I have used many of the HDR programs available, some well-known, some not so. PhotoMatix, SNS-HDR Pro, NIK HDR EFEX, Dynamic Photo HDR and currently my main weapon of choice, Machinery HDR Effects. In all cases the programs mentioned can deliver a natural looking HDR image, You just have to make sure that you go easy with the various sliders and settings in each program.
Recently I watched a video about some of the new capabilities of Adobe Lightroom 4.1, which I use to develop all of my RAW files. I don’t really use Photoshop much these days as most of my post processing is also done in Lightroom. One of the great new features is the ability to process 32 bit HDR files directly in Lightroom, just as though we were developing a RAW file, and the great thing is the process is quite simple.
Obviously you need Lightroom 4.1. Adobe would recommend Photoshop to do the HDR bit but not everyone can afford the high cost of Photoshop, including myself. Fortunately the makers of PhotoMatix, HDRSoft have created a low cost plugin for Lightroom that allows you to create the 32 bit file and then bring it back into Lightroom automatically for final editing.
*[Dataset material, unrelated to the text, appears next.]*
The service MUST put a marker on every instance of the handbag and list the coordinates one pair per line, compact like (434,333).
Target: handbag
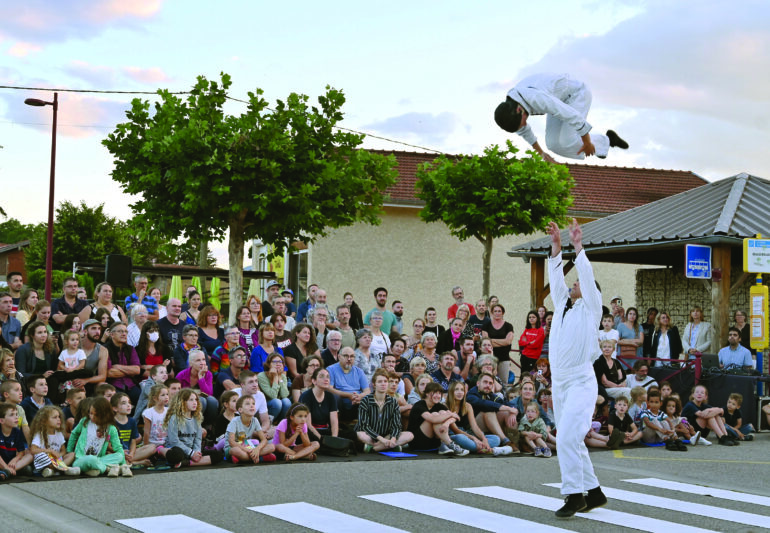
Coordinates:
(336,446)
How does it work. First you need some bracketed photographs. Select them all within Lightroom, right click, choose Export and then Merge to 32-bit HDR. Lightroom and the plugin will do their thin and at the end Lightroom will add the new 32 bit file to the catalogue
Now comes the hard bit. Choose the Develop module in Lightroom and do the following;
Shadows + 100
Clarity + 100
That’s it, nothing else to do. In reality sometimes you don’t need the Clarity set to +100, or the Shadows so high.
The best way to check is with the Histogram to make sure you are getting the full Dynamic Range
So what sort of results do you get.This bracket of 5 images from –2 to +2 was taken at Weston-super-Mare and processed using the Lightroom method. Compare it to the same image at the top of the page which was taken at the same time, but only one photograph was taken.
I think you will agree with me that the HDR image shows definition in the Shadows as well as the Highlights and does not resemble the surreal images that are so often associated with HDR Processing.
I’d like to leave you with a couple of more images processed the Lightroom way. The first one is a 3 exposure bracket, –2 to +2 photographed in the cloisters of Gloucester Cathedral. It was early morning (07:30) and very dark outside because of heavy rain. The spotlights were turned on to pick out some of the details in the roof and the alcoves
The second one was taken on the beach at Prestatyn just as the sun was setting. Once again it was a bracket of 3 images from –2 to +2.
This process using Lightroom has been getting very good reviews in HDR circles and I can understand why after trying it for myself. I am impressed with the simplicity of the process. I spend less time creating the final image the results look far more natural. Noise levels, which have always been a by-product of HDR processing, are substantially less in the images I have processed so far using this method.